Gizi Seimbang (Balance Diet)
Pada tahun 1980, George McGovern didukung organisasi profesi kesehatan menerbitkan pedoman baru Nutrition Guideline of Balance Diet Nutrition Guide. FAO (organisasi pangan sedunia) pada tahun 1992 mengajak negara-negara anggotanya untuk mengadopsi paradigm baru yang terjadi di Amerika. Tahun 1994, pemerintah Indonesia menjawab ajakan itu dan membuat Gizi Seimbang sebagai media penyuluhan gizi dalam Rencana Pembangunan Lima Tahun (Repelita) VI. Sayangnya, ramai orang yang menganggap ini rumit, tak mudah dihafalkan oleh kader-kader kesehatan, dan kemudian dengan berjalannya waktu Indonesia fokus pada perubahan-perubahan cepat di elit politik. Gagasan ini tak banyak gaungnya. Sayang sekali!
4 Sehat 5 Sempurna itu kuno!
Mengapa 4 sehat 5 sempurna itu kuno? Karena konsep itu menganjurkan pemenuhan gizi yang tidak berimbang dan menjadikan susu satu-satunya sumber protein hewani yang sempurna.

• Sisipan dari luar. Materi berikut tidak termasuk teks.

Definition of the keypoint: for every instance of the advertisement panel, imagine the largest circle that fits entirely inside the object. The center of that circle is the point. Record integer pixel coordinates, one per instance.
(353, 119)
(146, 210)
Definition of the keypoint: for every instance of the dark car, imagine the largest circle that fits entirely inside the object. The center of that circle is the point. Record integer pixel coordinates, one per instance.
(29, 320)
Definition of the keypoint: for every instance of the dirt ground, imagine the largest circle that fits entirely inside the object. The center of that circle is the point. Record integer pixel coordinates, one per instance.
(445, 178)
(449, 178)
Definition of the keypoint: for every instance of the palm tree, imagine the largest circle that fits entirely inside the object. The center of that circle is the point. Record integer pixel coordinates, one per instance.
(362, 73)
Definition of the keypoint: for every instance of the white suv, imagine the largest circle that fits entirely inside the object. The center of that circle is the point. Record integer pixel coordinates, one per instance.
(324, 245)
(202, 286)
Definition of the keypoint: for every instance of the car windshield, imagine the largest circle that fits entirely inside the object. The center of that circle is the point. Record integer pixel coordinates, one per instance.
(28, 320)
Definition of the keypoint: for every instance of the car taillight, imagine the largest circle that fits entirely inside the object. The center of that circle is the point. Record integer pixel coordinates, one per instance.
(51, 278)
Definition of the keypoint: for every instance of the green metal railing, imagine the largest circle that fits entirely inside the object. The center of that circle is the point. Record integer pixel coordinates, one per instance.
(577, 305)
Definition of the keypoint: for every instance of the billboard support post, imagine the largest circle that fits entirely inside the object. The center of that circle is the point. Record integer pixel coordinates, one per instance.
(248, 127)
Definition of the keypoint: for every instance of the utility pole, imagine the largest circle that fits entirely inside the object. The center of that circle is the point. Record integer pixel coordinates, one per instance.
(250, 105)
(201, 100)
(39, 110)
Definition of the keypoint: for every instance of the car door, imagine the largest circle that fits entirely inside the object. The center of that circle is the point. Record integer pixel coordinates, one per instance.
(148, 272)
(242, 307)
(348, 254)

Dalam petunjuk Gizi Seimbang, asupan diet disesuaikan dengan usia seseorang bahkan juga aktifitasnya. Konsep mudahnya dibuatlah piramida gizi seimbang Indonesia. Oleh karena itu maka gizi seimbang untuk bayi usia 0 hingga 6 bulan adalah Air Susu Ibu (ASI), demikian pula untuk anak batita (di bawah tiga tahun), balita, remaja, dewasa dan juga orang-orang lanjut usia. Susu merupakan salah satu sumber protein hewani. Susu juga bukan penyempurna perbaikan gizi. Protein hewani bisa kita dapat dari telur misalnya, dan harganya juga terjangkau oleh masyarakat di Indonesia. Oleh karena itu konsep ini memungkinkan dilakukan oleh semua strata masyarakat.
Akhirnya semoga tulisan ini bisa memperkaya pemahaman teman-teman semua tentang gizi seimbang. Juga mudah-mudahan tulisan ini juga bisa menggerakkan KPI (Komisi Penyiaran Indonesia) untuk melihat tayangan iklan yang sebenarnya ‘menipu’ seperti pada hari-hari ini ketika saya di Jakarta melihat tayangan iklan sebuah makanan berbentuk sosis mengklaim: “Saya juara…ingin seperti saya? Saya makan…” Saya belum punya data dampaknya, baru melihat satu dua kali. Tetapi saya lebih suka iklan itu ketika dibawakan Dedi Mizwar beberapa tahun silam.